Apesar da forte proibição da cultura e religião locais para aquela relação fortuita, o inglês vacila. Aí ele se aconselha com o camponês grego cheio de sabedoria que trabalha para ele (Anthony Quinn) que lhe responde: “Patrão, se tem um pecado que Deus não perdoa a um homem, é recusar o amor de uma mulher!”.

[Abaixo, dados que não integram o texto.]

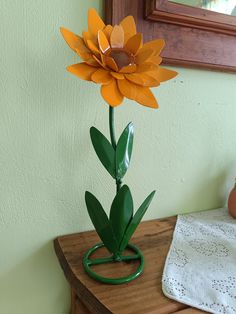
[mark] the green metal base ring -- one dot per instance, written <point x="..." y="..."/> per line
<point x="114" y="281"/>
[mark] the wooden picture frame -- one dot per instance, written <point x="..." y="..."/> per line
<point x="194" y="37"/>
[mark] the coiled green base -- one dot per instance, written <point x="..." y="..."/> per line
<point x="115" y="258"/>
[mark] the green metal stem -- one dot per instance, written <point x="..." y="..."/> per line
<point x="113" y="140"/>
<point x="112" y="127"/>
<point x="87" y="262"/>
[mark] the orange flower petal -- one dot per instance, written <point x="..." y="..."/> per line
<point x="142" y="56"/>
<point x="82" y="70"/>
<point x="142" y="79"/>
<point x="75" y="42"/>
<point x="147" y="67"/>
<point x="107" y="31"/>
<point x="101" y="76"/>
<point x="129" y="27"/>
<point x="134" y="43"/>
<point x="118" y="76"/>
<point x="110" y="63"/>
<point x="92" y="61"/>
<point x="95" y="23"/>
<point x="94" y="49"/>
<point x="117" y="37"/>
<point x="155" y="59"/>
<point x="163" y="74"/>
<point x="128" y="69"/>
<point x="103" y="42"/>
<point x="112" y="94"/>
<point x="99" y="62"/>
<point x="142" y="95"/>
<point x="157" y="45"/>
<point x="86" y="36"/>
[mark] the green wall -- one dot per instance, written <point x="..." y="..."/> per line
<point x="186" y="150"/>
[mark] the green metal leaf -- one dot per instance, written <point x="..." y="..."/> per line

Este me parece ser um arquétipo, ou um produto do inconsciente coletivo de origem ancestral, que está arraigado profundamente no universo masculino. Quando vem à tona o caso do goleiro Bruno envolvido com várias mulheres, várias cobranças de pensão e indenização, a exemplo de outros jogadores com altos salários, que fazem casamentos nababescos que duram poucos meses, como foi o caso de Ronaldo Fenômeno e Alexandre Pato. Fico me perguntando se esse arquétipo não é uma fragilidade que torna o homem uma presa fácil para armadilhas feitas por certo tipo de mulheres.

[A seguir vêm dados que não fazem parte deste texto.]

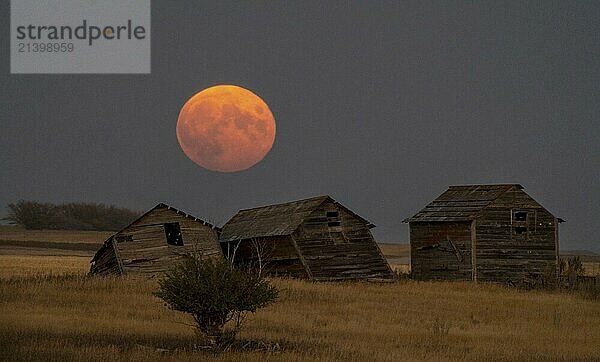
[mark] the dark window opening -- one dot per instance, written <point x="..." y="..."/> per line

Junto com a facilidade que os homens têm para cair diante de uma mulher atraente pela beleza, existem também os que caem diante de uma mulher-mãe, uma mulher dominadora, poderosa e forte emocionalmente, que acaba capturando o homem pelo lado emocional. Nesse caso ele passa a depender dela, de sua aprovação. Ele precisa o tempo todo de estar impressionando e encantando a ela, inconscientemente. Muitas vezes esse homem saiu da barra da saia da mãe e achou alguém que passa a fazer as vezes dela, num processo fortíssimo de dependência. Me lembrei do livro de Flávio Gikovate, “Homem, o Sexo Frágil”.
Peço ao autor que comente esta fragilidade masculina para esclarecer os homens e ajudá-los na sua superação.